Recently, Wang Yifang’s speech at an internal seminar caused a huge
response in the scientific research community. This physicist, who is
world-famous for his Daya Bay neutrino experiment, pointed out a stubborn
problem in the current scientific research ecosystem - the excessive pursuit of
titles and hats has become a "new imperial examination" in academia.

——It is lost.
In the current scientific research world, “hats” are flying everywhere.
From "Thousand Young Talents" to "Yangtze River Scholars", from "Outstanding
Youth" to "Academician", various talent titles form a hierarchical "hat system".
These honors, originally established to motivate scientific researchers, have
gradually evolved into core indicators for resource allocation in practice.
Statistics show that scientific researchers with “hats” often receive several or
even dozens of times more financial support than ordinary scientific
researchers. This serious tilt in resource allocation has caused a large number
of scientific researchers to shift their energy from the laboratory to the
battle for "hats".
Under the erosion of title culture, the scientific research ecology has
been seriously distorted. Young scientific researchers no longer discuss the
subtlety and depth of scientific problems, but carefully calculate the "hat"
conditions that need to be met for each career jump.
A young scholar who has just returned to China said frankly: "My mentor
told me directly that the most important thing in the first three years is not
to make breakthrough results, but to win the title of 'Youth Top' talent,
otherwise subsequent development will be difficult." This value of "titles
first, scientific research second" is spreading widely.
What’s even more serious is that the strong binding of titles and resources
has given rise to the “Matthew Effect” in academia. Once you put on a certain
"hat", projects, funding, and teams will follow one after another, and it is
difficult for researchers without titles to get support even if they have
outstanding ideas. A teacher from a university revealed that “whether there are
talents” has become a potential scoring item in the school’s internal project
review. This evaluation mechanism that judges heroes based on titles is stifling
the diversity and inclusiveness that scientific exploration should have.
Academician Wang Yifang pointed out that behind this alienation phenomenon
is the simplification and rigidity of the scientific research evaluation system.
When academic institutions regard the number of talent titles as a "hard
indicator" to demonstrate their strength, and when management departments
directly link the number of "hats" to resource allocation, the nature of
scientific research is wrapped up in utilitarianism. Scientific exploration
should be a free, diverse, and uncertain intellectual adventure, but it has been
reduced to a utilitarian pursuit of titles.
To break this dilemma, we must reshape scientific research values, return
academics to academics, and put down our hats. On the one hand, it is necessary
to reform the evaluation mechanism, establish a diversified evaluation system
oriented to actual contributions, and weaken the weight of titles in resource
allocation. On the other hand, scientific researchers themselves also need to
reflect inwardly and remember that true academic dignity comes from breaking
through the boundaries of knowledge, not the aura of a title.

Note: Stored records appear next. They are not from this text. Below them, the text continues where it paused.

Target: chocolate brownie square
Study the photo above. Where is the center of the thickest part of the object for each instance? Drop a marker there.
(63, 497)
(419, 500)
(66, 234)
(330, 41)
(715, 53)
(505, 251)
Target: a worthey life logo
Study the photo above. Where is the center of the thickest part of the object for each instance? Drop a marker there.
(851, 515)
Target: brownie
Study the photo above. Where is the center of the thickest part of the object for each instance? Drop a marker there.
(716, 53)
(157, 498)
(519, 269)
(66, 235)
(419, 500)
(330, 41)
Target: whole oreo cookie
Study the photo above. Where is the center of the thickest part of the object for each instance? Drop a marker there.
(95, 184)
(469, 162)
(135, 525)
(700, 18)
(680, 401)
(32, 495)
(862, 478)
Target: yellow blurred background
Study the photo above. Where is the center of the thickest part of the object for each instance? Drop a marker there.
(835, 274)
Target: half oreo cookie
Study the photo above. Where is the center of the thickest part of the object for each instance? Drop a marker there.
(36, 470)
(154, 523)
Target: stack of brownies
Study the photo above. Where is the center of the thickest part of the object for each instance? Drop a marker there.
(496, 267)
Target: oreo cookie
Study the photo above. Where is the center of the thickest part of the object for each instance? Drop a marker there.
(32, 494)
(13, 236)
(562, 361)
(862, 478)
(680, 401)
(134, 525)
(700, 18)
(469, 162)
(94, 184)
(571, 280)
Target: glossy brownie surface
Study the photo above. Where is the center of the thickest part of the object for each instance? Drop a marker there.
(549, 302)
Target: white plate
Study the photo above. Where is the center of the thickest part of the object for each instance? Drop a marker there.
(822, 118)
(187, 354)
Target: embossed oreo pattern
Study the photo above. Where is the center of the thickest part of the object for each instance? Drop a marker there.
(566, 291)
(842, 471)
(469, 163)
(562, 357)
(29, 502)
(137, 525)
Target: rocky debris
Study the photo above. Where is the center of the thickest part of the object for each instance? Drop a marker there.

On the scientific path of pursuing truth, titles should become a natural
extension of scientific research contributions, rather than the goal of
utilitarian pursuit. When more scientific researchers can concentrate on the
laboratory instead of rushing to various review venues, and when academic
institutions can be proud of breakthrough discoveries rather than the number of
"hats", our scientific research ecosystem can be truly healthy.